He has been a frequent visitor to courtrooms lately: Donald Trump, the likely candidate of the Republican Party for the presidential election in USA in November 2024. In January this year a New York jury ordered him to pay millions of dollars in damages to writer E. Jean Carroll for sexually assaulting her and eventually defaming her. The case was civil, with Trump appealing the decision.
And now he is about to become the first former US president to be tried on criminal charges. The case, which has been pending in a New York court since April 15, is set to determine whether Trump bought his silence after an extramarital sex affair with a porn star to protect his 2016 White House campaign.
This is the first of four criminal trials Trump faces -- two at the state level and the other two at the federal level. In Georgia, Trump's alleged attempts to erase his loss in that state in the 2020 presidential election have come under scrutiny. Another lawsuit accuses him of knowingly spreading lies about election fraud in 2020, and a fourth of illegally detaining confidential government documents when he left the White House, in violation of the Presidential Records Act.
What will a possible sentence mean for his candidacy?
No matter how each of these cases ends, Trump will still be able to run for president. The U.S. Constitution imposes only three eligibility requirements for persons seeking to hold this office: they must be born as citizens of the United States, be at least 35 years of age, and have resided in the United States for at least 14 years. Nowhere does it say that a convicted felon can't run for office or become president.
Can Trump be disqualified under the 14th Amendment?
According to it, people who have "participated in insurrection or rebellion", after taking the oath of allegiance to the Constitution, cannot hold "any office, civil or military, in the United States of America". Trump's opponents, who want to disqualify him under that amendment, argue that the then-president's actions in the run-up to the storming of the Capitol on January 6, 2021, actually amount to participating in an insurrection. They say Trump's lies that Democrats stole his election victory emboldened the extremist mob that stormed the Capitol that day.
In several states, they have already tried to remove Trump from the primaries - precisely by virtue of this amendment. But in March 2024, the Supreme Court rejected one such attempt in Colorado, saying that states do not have the right to bar individuals from running for federal office. "Responsibility for enforcing Section 3 against persons holding federal office and candidates for such office rests with Congress," the Supreme Court wrote in the reasoning of the decision. But Washington's parliament is divided: Republicans hold a majority in the House of Representatives, and Democrats control the Senate, albeit with just one more term. So it seems unlikely that Trump would be disqualified under the 14th Amendment.
Can Trump vote in US elections if convicted?
Probably not. Trump is a registered voter in Florida, where felons are disenfranchised. "Most felons in Florida regain their voting rights after serving their entire sentence, including probation after parole – and after they pay all the fines and fees," explains journalist Maggie Astor in the "New York Times". But Trump's probation likely won't expire in time for him to regain his right to vote. So, if convicted, Donald Trump can still run for president, but not vote for himself.
What if Trump actually has to go to jail?
Nobody knows that anymore.
"We don't have even a remote and approximate precedent of what is happening now,", told the "New York Times" Erwin Chemerinsky, a constitutional law expert at the University of California, Berkeley. "We only have guesses." Legally, Trump would be eligible to run even while behind bars. But, of course, being president and at the same time lying in prison seriously complicates state management.
Maggie Astor suggests that in such a situation, Trump could ask to be released from prison because the imprisonment prevents him from fulfilling his constitutional duties as president. But let's say it again: nothing like this has ever happened in US history, so there's no telling how things might play out.
If elected, could Trump drop the cases against him or pardon himself?
Purely theoretically, Trump could leave his sentence in force, but postpone its execution.
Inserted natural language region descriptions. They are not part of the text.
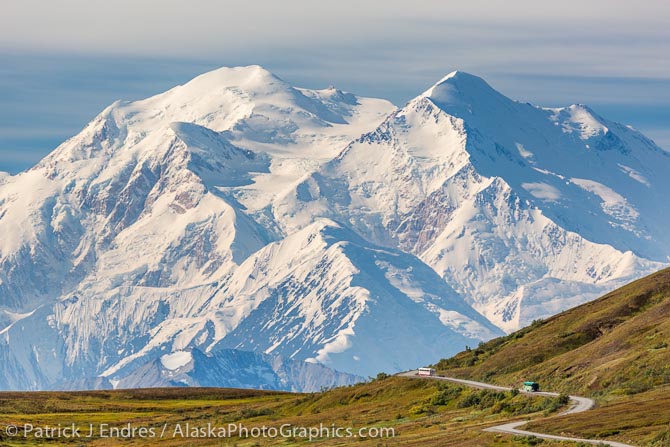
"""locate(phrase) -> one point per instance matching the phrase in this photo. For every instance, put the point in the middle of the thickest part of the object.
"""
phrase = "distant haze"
(62, 62)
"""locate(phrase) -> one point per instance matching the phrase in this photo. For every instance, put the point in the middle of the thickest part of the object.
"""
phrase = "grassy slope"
(423, 413)
(614, 349)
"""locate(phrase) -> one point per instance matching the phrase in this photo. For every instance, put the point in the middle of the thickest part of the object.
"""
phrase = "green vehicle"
(531, 387)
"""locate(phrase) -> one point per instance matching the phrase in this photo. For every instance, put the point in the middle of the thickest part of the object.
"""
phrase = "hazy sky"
(62, 62)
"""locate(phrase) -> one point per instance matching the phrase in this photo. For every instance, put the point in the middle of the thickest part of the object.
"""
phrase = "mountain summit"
(238, 212)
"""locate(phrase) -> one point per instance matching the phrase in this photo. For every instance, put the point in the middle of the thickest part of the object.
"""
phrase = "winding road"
(579, 405)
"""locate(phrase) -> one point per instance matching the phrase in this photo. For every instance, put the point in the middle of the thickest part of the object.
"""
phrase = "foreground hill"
(417, 413)
(614, 349)
(614, 352)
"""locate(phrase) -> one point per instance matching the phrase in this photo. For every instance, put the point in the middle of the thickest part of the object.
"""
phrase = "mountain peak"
(250, 77)
(459, 91)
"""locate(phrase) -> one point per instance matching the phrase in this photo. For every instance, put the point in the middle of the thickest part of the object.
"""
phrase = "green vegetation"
(614, 349)
(422, 413)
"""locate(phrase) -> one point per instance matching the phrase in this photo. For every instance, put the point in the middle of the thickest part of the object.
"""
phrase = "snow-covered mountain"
(239, 212)
(232, 368)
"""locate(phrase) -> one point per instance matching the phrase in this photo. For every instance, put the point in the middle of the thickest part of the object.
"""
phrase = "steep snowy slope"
(231, 368)
(526, 211)
(162, 173)
(239, 212)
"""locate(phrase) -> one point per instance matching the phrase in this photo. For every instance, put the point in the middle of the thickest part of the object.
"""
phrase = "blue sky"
(62, 62)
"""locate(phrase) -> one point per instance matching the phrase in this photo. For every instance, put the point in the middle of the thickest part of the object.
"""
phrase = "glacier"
(298, 232)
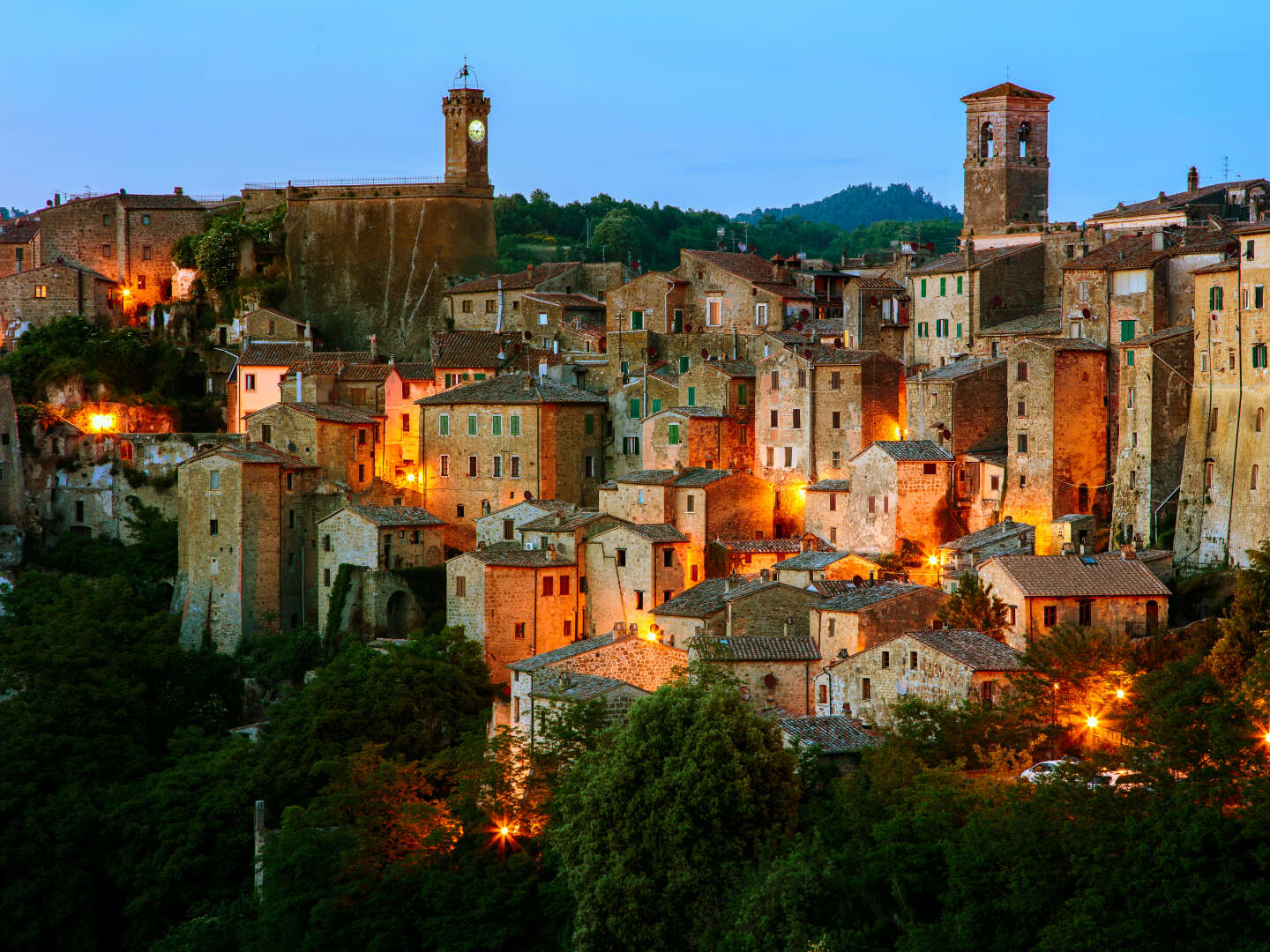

He could even try to pardon himself entirely, but all that would be a re-rolling of presidential powers, the constitutionality of which would likely go to the Supreme Court — where, however, conservative justices have a 6:3 majority. Finally, if Trump wins the election in November, incumbent President Joe Biden could pardon him to allow the president elected by the people to carry out his duties. However, this only applies to the federal cases against Trump. It doesn't apply to either the New York state bribery-for-hush trial or the Georgia election-meddling case — just that presidents don't have the power to pardon state-by-state convictions.